Выбрать главу

В начале XXI в. Турция могла похвастаться энергичным и доминирующим в политической сфере исламским движением. Она обладала огромным военным потенциалом, превосходящим потенциал практически любой страны на Ближнем Востоке, кроме разве что Израиля, а также экономикой, которая каждый год показывала прирост в 8 % и сумела дать прирост более 5 % во время мирового кризиса. Кроме того, страна могла гордиться системой плотин, которая делала Турцию хозяйкой водных ресурсов в той же мере, насколько Иран и Саудовская Аравия распоряжались нефтяными ресурсами. Эти факторы, очевидные и незаметные, позволяют Турции соперничать с Ираном за лидерство и власть в мусульманском мире. Годами Турция была почти так же изолирована на Ближнем Востоке, как и Израиль. Ее прежнее господство во времена османской эры усложнило отношения с арабами, при этом отношения с соседней Сирией были откровенно враждебными, а с баасистским Ираком и фундаменталистским Ираном – напряженными. В 1998 г. Турция, по сути, была на грани войны с Сирией из-за того, что Дамаск поддерживал радикальную антитурецкую Рабочую партию Курдистана. В это время Турция развививала фактический военный союз с Израилем, подтверждая свой статус изгоя на Ближнем Востоке, но с приходом к власти Эрдогана и Партии справедливости ситуация начала меняться. Это произошло одновременно с падением Запада в глазах турецкого общества из-за фактического отказа Евросоюза принять Турцию и все более агрессивных правых настроений в Америке и Израиле.

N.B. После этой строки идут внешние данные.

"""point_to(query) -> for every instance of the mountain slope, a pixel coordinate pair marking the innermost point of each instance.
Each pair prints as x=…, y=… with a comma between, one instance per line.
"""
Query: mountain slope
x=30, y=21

Турция не вышла из состава НАТО и не разорвала дипломатические отношения с Израилем. Страна скорее прибегла к «политике нулевых проблем» в отношении своих непосредственных соседей, проводимой Ахметом Давутоглу, министром иностранных дел при Эрдогане. Такая политика, в частности, означала курс на восстановление исторически близких отношений с Сирией, Ираком и Ираном. Экономика Турции оказалась значительно более развитой в технологическом плане, чем у ее соседей, и показывала более высокие темпы роста. Благодаря этому сильное влияние Турции в западном направлении (на Балканах) и в восточном (на Кавказе) стало само собой разумеющимся фактом. Болгария, Грузия и Азербайджан были наводнены турецким оборудованием и товарами народного потребления. Но именно поддержка палестинцев Турцией и возникшая благодаря этому популярность турок в секторе Газа превратили Турцию в наиболее влиятельного игрока в арабском мире, чего не случалось со времен распада Османской империи. Может, неоосманизм и был особой стратегией, разработанной министром иностранных дел Давутоглу, но он также явил собой и результат естественного политического развития – логическое продолжение того, что из-за набирающей обороты исламизации страны внезапно вышло на передний план главенствующее географическое и экономическое положение Турции. Привлекательность неоосманизма базировалась на невысказанном предположении, что в нынешнюю эпоху глобализации Турции просто не хватает как средств, так и желания, чтобы в действительности построить «новую старую империю» на Ближнем Востоке. Точнее, она основывалась на нормализации отношений Турции и ее бывших арабских подвластных территорий, для которых власть османов была достаточно отдаленной и вполне безобидной, по крайней мере по прошествии почти сотни лет, чтобы принять Турцию обратно в круг единомышленников теперь, когда враждебность в стране по отношению к Израилю возросла.